Download or read book Sensory History written by Mark Michael Smith and published by Berg Publishers. This book was released on 2007 with total page 200 pages. Available in PDF, EPUB and Kindle. Book excerpt: No Marketing Blurb

Sound, Image, Silence

Download Sound, Image, Silence PDF Online Free

Author :
Publisher : U of Minnesota Press
ISBN 13 : 1452960909
Total Pages : 234 pages
Book Rating : 4.4/5 (529 download)

DOWNLOAD NOW!


Book Synopsis Sound, Image, Silence by : Michael Gaudio

Download or read book Sound, Image, Silence written by Michael Gaudio and published by U of Minnesota Press. This book was released on 2019-11-26 with total page 234 pages. Available in PDF, EPUB and Kindle. Book excerpt: A visionary new approach to the Americas during the age of colonization, made by engaging with the aural aspects of supposedly “silent” images Colonial depictions of the North and South American landscape and its indigenous inhabitants fundamentally transformed the European imagination—but how did those images reach Europe, and how did they make their impact? In Sound, Image, Silence, noted art historian Michael Gaudio provides a groundbreaking examination of the colonial Americas by exploring the special role that aural imagination played in visible representations of the New World. Considering a diverse body of images that cover four hundred years of Atlantic history, Sound, Image, Silence addresses an important need within art history: to give hearing its due as a sense that can inform our understanding of images. Gaudio locates the noise of the pagan dance, the discord of battle, the din of revivalist religion, and the sublime sounds of nature in the Americas, such as lightning, thunder, and the waterfall. He invites readers to listen to visual media that seem deceptively couched in silence, offering bold new ideas on how art historians can engage with sound in inherently “mute” media. Sound, Image, Silence includes readings of Brazilian landscapes by the Dutch painter Frans Post, a London portrait of Benjamin Franklin, Thomas Edison’s early Kinetoscope film Sioux Ghost Dance, and the work of Thomas Cole, founder of the Hudson River School of American landscape painting. It masterfully fuses a diversity of work across vast social, cultural, and spatial distances, giving us both a new way of understanding sound in art and a powerful new vision of the New World.

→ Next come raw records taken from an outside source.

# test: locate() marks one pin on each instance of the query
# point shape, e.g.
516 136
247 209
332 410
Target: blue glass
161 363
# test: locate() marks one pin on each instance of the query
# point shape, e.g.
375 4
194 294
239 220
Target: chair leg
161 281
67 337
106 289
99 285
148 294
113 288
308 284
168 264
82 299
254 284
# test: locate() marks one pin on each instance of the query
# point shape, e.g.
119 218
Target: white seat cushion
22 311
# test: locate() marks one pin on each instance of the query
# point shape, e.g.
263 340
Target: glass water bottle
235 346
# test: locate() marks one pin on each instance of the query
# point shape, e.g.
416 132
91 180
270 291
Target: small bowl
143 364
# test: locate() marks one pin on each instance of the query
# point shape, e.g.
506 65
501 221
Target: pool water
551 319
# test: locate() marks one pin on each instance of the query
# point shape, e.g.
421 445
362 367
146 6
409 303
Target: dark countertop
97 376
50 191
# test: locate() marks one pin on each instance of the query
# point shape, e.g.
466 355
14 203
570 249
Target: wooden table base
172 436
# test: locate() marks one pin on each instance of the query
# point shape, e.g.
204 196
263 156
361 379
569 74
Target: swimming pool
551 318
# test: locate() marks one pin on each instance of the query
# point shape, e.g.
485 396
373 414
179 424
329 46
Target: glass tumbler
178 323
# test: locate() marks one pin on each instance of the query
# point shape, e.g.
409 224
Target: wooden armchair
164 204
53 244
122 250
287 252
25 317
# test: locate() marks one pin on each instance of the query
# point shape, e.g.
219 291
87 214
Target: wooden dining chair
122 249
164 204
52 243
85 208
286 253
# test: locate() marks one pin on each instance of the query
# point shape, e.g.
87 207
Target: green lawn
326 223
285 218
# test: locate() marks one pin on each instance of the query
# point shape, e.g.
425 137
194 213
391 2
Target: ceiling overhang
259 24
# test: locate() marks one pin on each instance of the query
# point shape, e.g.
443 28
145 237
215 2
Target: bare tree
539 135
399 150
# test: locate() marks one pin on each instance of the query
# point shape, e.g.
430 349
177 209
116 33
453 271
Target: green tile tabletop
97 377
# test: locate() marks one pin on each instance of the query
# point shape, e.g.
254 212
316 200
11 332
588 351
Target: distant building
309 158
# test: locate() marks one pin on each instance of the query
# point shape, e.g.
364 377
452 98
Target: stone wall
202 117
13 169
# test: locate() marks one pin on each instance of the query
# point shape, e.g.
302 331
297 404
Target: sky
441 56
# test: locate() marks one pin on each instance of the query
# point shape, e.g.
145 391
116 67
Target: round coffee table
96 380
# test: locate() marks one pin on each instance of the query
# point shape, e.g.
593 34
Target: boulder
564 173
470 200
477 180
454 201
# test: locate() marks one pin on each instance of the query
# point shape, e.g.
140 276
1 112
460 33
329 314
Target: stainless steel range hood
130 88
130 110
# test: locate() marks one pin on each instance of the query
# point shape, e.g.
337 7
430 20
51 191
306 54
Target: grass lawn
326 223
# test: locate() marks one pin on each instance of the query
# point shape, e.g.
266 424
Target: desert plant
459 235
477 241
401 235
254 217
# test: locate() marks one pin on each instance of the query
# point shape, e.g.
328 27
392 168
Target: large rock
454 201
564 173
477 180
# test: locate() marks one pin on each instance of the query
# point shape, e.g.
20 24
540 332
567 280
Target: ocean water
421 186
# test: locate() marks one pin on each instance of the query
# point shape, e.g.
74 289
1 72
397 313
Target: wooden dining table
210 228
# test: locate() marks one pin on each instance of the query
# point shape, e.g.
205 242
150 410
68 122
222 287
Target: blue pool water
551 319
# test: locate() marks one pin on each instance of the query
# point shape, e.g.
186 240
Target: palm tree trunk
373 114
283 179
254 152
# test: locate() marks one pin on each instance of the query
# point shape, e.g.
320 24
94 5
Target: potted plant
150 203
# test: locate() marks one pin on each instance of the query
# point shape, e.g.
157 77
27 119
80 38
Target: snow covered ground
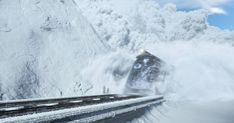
52 48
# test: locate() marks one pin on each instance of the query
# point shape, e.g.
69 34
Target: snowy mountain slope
49 48
44 45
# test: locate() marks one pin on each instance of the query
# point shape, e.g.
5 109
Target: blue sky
224 21
221 11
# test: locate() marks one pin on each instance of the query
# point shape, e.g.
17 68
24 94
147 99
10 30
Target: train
146 76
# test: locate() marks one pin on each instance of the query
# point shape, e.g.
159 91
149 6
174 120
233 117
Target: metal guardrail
83 109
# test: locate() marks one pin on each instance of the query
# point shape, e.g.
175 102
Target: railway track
81 109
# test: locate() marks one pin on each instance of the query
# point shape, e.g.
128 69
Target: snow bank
44 45
48 48
201 54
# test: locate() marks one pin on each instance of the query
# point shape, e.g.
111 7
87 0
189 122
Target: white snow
63 48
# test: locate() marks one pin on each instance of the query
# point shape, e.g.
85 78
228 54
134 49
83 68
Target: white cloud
214 6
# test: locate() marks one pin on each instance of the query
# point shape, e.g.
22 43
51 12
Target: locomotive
146 75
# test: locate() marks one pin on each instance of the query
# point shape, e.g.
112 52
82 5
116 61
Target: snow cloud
214 6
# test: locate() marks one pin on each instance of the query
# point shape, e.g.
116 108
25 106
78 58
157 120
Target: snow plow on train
146 76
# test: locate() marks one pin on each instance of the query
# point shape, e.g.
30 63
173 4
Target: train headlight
141 51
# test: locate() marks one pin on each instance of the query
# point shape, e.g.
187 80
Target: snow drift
65 48
44 44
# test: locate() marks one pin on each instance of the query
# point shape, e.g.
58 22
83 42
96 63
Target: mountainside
66 48
44 45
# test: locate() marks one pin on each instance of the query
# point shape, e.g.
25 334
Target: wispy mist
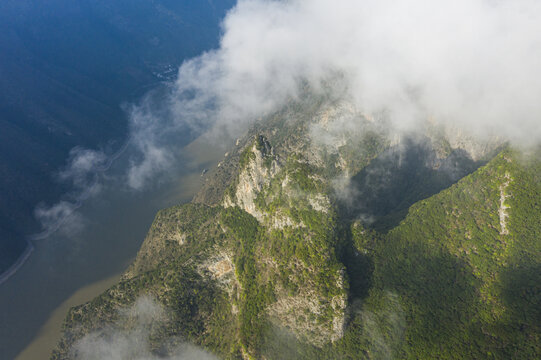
472 65
131 338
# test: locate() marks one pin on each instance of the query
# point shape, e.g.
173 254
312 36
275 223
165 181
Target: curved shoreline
4 276
17 264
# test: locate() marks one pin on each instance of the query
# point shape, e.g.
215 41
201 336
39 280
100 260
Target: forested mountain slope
318 237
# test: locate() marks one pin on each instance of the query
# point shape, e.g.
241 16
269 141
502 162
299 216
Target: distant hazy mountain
320 239
65 68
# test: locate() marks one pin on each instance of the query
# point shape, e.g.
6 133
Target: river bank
34 300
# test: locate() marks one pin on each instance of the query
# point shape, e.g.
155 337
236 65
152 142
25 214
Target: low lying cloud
469 64
83 174
131 338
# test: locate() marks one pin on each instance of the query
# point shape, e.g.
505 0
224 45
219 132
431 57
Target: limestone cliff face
259 166
271 190
266 247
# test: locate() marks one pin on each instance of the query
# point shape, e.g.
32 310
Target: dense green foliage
450 269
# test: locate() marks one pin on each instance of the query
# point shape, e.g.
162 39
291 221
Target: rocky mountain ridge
323 235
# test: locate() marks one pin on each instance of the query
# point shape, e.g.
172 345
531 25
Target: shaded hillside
273 263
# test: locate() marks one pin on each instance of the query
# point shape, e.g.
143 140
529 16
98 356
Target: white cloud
473 64
131 338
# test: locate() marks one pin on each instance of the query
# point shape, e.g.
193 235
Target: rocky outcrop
258 167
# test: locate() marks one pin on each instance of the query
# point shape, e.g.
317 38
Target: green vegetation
449 270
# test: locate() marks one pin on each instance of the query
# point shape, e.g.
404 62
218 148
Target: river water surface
68 269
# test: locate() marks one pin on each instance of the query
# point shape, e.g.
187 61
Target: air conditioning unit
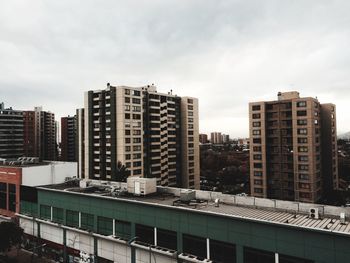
342 218
141 186
313 213
187 195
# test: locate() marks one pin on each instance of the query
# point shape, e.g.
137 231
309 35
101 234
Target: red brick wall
11 175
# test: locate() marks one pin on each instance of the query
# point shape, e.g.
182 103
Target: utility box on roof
141 186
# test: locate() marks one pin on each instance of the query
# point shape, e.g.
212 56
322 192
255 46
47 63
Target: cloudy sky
226 53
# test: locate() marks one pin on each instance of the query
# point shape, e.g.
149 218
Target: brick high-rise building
11 133
293 148
216 138
203 138
153 134
68 138
40 134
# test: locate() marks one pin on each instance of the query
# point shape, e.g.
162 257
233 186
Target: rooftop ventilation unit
313 213
187 195
141 186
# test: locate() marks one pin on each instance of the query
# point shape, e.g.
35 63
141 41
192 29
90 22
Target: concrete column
79 219
133 252
277 260
155 236
239 254
208 248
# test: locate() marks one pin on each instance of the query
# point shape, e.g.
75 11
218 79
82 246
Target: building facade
76 223
216 138
11 133
40 134
68 138
290 139
141 132
203 138
15 175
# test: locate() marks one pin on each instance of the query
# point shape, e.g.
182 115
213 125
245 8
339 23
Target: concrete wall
53 173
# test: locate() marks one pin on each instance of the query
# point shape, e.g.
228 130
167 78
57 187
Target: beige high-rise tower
152 134
293 149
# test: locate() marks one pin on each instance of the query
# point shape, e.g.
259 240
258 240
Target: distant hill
344 136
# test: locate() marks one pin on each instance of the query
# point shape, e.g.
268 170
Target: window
137 148
256 132
256 140
301 104
256 107
57 215
303 167
105 226
136 101
123 229
303 149
257 165
222 252
144 233
136 93
302 131
195 246
12 197
256 148
302 140
302 122
256 116
258 173
303 158
45 212
72 218
87 221
301 113
303 176
257 156
258 191
256 123
257 182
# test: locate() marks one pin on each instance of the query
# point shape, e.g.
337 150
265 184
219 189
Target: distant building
94 223
152 134
216 138
68 138
11 133
40 134
17 174
293 148
203 138
225 138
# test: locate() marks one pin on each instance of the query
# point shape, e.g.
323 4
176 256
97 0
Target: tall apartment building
293 148
153 134
40 134
203 138
68 138
11 132
216 138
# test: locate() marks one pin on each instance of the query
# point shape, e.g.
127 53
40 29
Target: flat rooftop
284 213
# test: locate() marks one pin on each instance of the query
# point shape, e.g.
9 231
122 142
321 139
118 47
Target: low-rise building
14 174
118 222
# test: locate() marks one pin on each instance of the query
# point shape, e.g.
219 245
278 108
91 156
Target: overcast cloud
226 53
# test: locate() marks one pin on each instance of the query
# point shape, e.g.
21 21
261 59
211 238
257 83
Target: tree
11 235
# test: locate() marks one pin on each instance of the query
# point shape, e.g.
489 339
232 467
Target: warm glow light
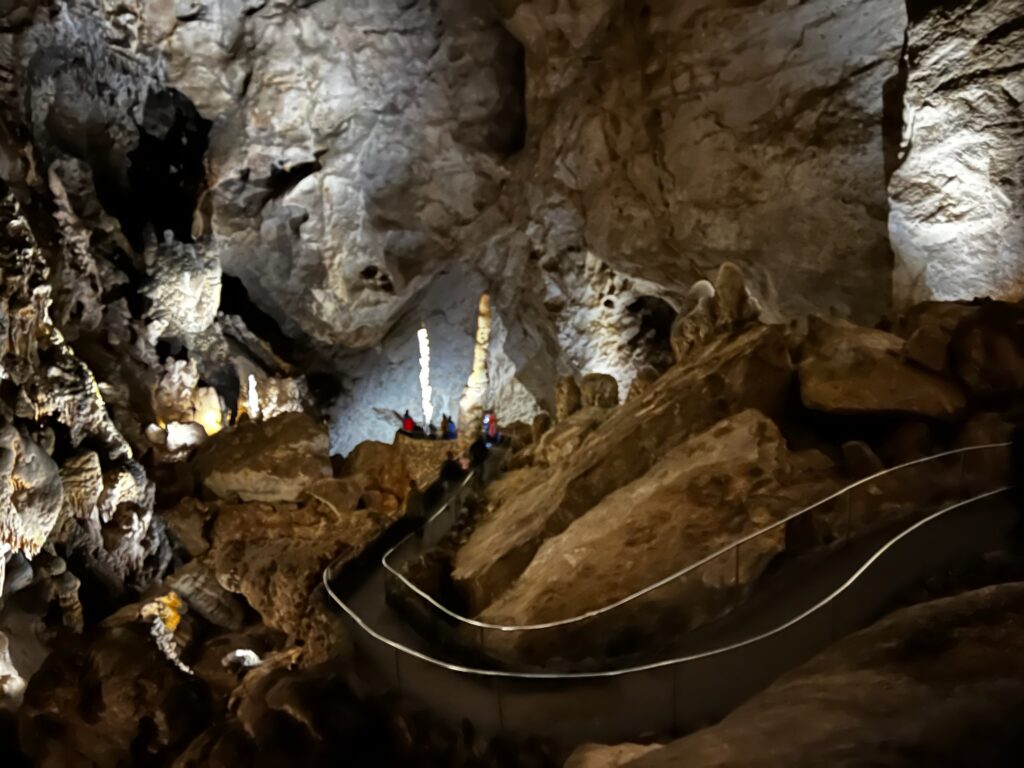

Women's Writing in the British Atlantic World

Download Women's Writing in the British Atlantic World PDF Online Free

Author :
Publisher : Cambridge University Press
ISBN 13 : 9781107405912
Total Pages : 0 pages
Book Rating : 4.4/5 (59 download)

DOWNLOAD NOW!


Book Synopsis Women's Writing in the British Atlantic World by : Kate Chedgzoy

Download or read book Women's Writing in the British Atlantic World written by Kate Chedgzoy and published by Cambridge University Press. This book was released on 2012-07-26 with total page 0 pages. Available in PDF, EPUB and Kindle. Book excerpt: In this 2007 book, Kate Chedgzoy explores the ways in which women writers of the early modern British Atlantic world imagined, visited, created and haunted textual sites of memory. Asking how women's writing from all parts of the British Isles and Britain's Atlantic colonies employed the resources of memory to make sense of the changes that were refashioning that world, the book suggests that memory is itself the textual site where the domestic echoes of national crisis can most insistently be heard. Offering readings of the work of poets who contributed to the oral traditions of Wales, Scotland and Ireland, and analysing poetry, fiction and life-writings by well-known and less familiar writers such as Hester Pulter, Lucy Hutchinson and Aphra Behn, this book explores how women's writing of memory gave expression to the everyday, intimate consequences of the major geopolitical changes that took place in the British Atlantic world in the seventeenth century.